Women with atrial fibrillation and normal baseline cognition had higher risk of disease progression from normal to MCI, MCI to dementia
Atrial fibrillation (AF) is associated with increased odds of and with more rapid progression to mild cognitive impairment (MCI) and dementia among women versus men, according to a study published online June 23 in Alzheimer’s & Dementia to coincide the annual meeting of the Association of Cardiovascular Nursing & Allied Professions, held from June 23 to 24 in Edinburgh, Scotland.
Kathryn A. Wood, Ph.D., from Emory University in Atlanta, and colleagues examined sex differences between AF and neuropsychological tests and cognitive disease progression using data from 43,630 participants in the National Alzheimer’s Coordinating Center.
The researchers found that AF is associated with increased odds of dementia and MCI in women versus men (odds ratios, 3.00 and 3.43, respectively).
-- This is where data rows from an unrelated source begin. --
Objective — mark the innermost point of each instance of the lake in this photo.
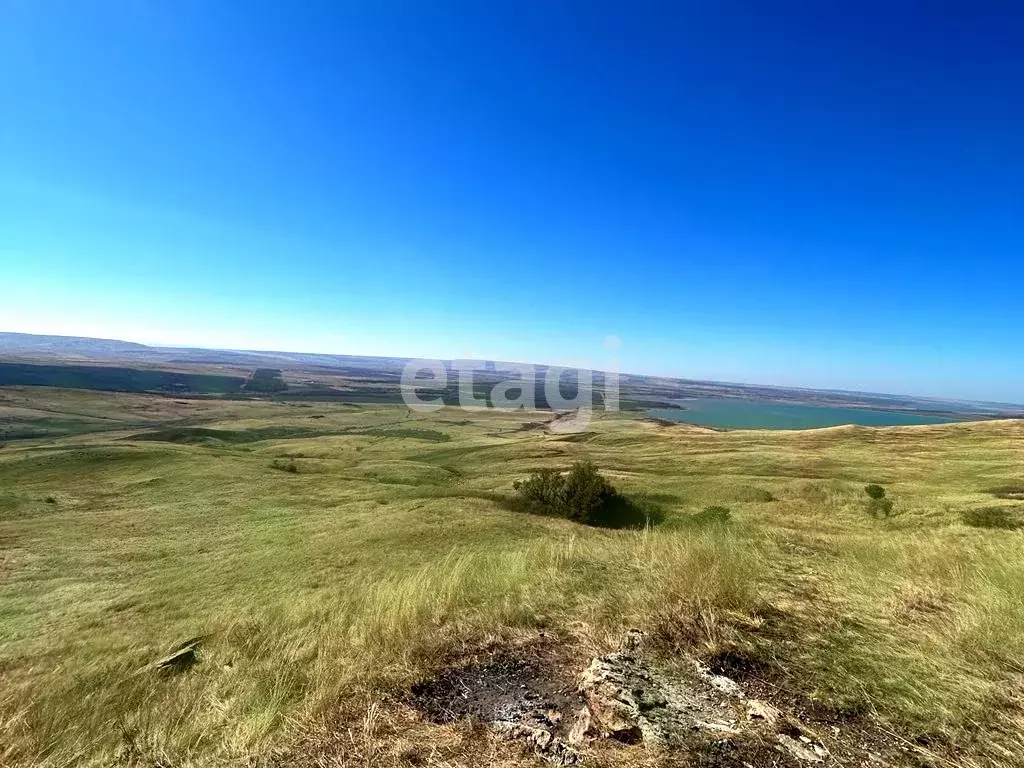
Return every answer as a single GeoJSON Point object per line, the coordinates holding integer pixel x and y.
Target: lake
{"type": "Point", "coordinates": [735, 414]}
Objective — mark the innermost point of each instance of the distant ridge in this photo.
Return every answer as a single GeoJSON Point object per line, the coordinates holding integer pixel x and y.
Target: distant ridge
{"type": "Point", "coordinates": [22, 343]}
{"type": "Point", "coordinates": [85, 349]}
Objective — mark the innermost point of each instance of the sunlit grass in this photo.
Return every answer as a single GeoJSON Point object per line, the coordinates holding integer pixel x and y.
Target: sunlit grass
{"type": "Point", "coordinates": [384, 553]}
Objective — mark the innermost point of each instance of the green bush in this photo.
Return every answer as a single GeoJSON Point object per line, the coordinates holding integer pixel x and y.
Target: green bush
{"type": "Point", "coordinates": [584, 496]}
{"type": "Point", "coordinates": [991, 517]}
{"type": "Point", "coordinates": [876, 492]}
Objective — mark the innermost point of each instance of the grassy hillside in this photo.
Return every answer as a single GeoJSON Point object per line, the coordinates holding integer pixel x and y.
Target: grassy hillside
{"type": "Point", "coordinates": [320, 594]}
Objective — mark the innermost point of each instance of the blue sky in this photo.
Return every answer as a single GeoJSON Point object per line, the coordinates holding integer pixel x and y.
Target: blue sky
{"type": "Point", "coordinates": [804, 194]}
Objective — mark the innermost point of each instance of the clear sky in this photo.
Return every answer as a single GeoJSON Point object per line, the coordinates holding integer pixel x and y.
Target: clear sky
{"type": "Point", "coordinates": [808, 194]}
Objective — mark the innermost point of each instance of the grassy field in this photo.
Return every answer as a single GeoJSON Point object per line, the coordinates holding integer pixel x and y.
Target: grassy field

Compared to men with AF or men and women without AF, women with AF and normal baseline cognition had a higher risk of disease progression from normal to MCI (hazard ratio, 1.26) and from MCI to vascular dementia (hazard ratio, 3.27).
“The analyses indicate stronger associations between atrial fibrillation and declining cognitive function in women compared with men,” Wood said in a statement. “Establishing ways to identify atrial fibrillation patients at the highest risk of cognitive decline and stroke will inform future interventions to prevent or slow the progression to cognitive impairment and dementia.”